Conclusione: un Conclave aperto – tra cielo e terra
Il futuro Papa non sarà scelto solo per le sue qualità personali, ma per ciò che potrà simboleggiare e, soprattutto, per ciò che vorrà realizzare, tenendo conto però di quanto fatto finora. La Chiesa ha bisogno di continuità nella riforma, ma anche di coerenza dottrinale. Sarà una scelta tra identità e apertura, tra geografia e universalità, tra tradizione e trasformazione. I cardinali Montini, Luciani, Wojtyla, Ratzinger e Bergoglio hanno proseguito un cammino avviato dal Papa buono, già menzionato, Giovanni XXIII (Roncalli), durante i pochi anni del suo pontificato.
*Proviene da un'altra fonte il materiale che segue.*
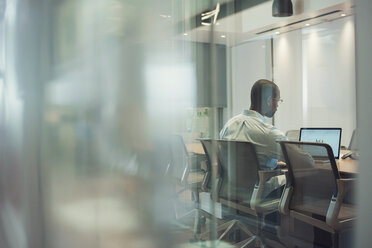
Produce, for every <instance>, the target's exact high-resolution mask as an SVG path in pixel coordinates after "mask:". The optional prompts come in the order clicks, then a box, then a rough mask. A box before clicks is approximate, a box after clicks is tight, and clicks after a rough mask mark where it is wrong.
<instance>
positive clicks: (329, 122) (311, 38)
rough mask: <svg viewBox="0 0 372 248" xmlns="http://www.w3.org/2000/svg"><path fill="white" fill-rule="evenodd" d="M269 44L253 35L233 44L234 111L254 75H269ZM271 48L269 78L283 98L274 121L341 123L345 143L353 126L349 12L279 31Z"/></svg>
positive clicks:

Ognuno con le proprie correzioni, ma sapendo che non si può tornare indietro. Chi verrà scelto ora dovrà avere un po’ di ogni dono e un percorso proprio che tenga conto delle trasformazioni del mondo odierno, più complesso che mai.
La fumata bianca annuncia una scelta spirituale, ma in realtà la scelta del Papa è anche una decisione strategica. In una Chiesa globalizzata, stretta tra sfide dottrinali, crisi interne e pressioni esterne, il prossimo Papa dovrà essere non solo un leader religioso, ma anche un fine diplomatico, un comunicatore e un visionario.
Verrà eletto un uomo portatore di continuità o di cambiamento? Proverrà dal Sud del mondo o dal “centro storico” del cristianesimo? Non lo sappiamo ancora. Ma sappiamo per certo che, una volta entrati nel conclave, i cardinali non stanno semplicemente scegliendo un uomo, stanno tracciando la rotta per il futuro della Chiesa cattolica e forse persino del mondo.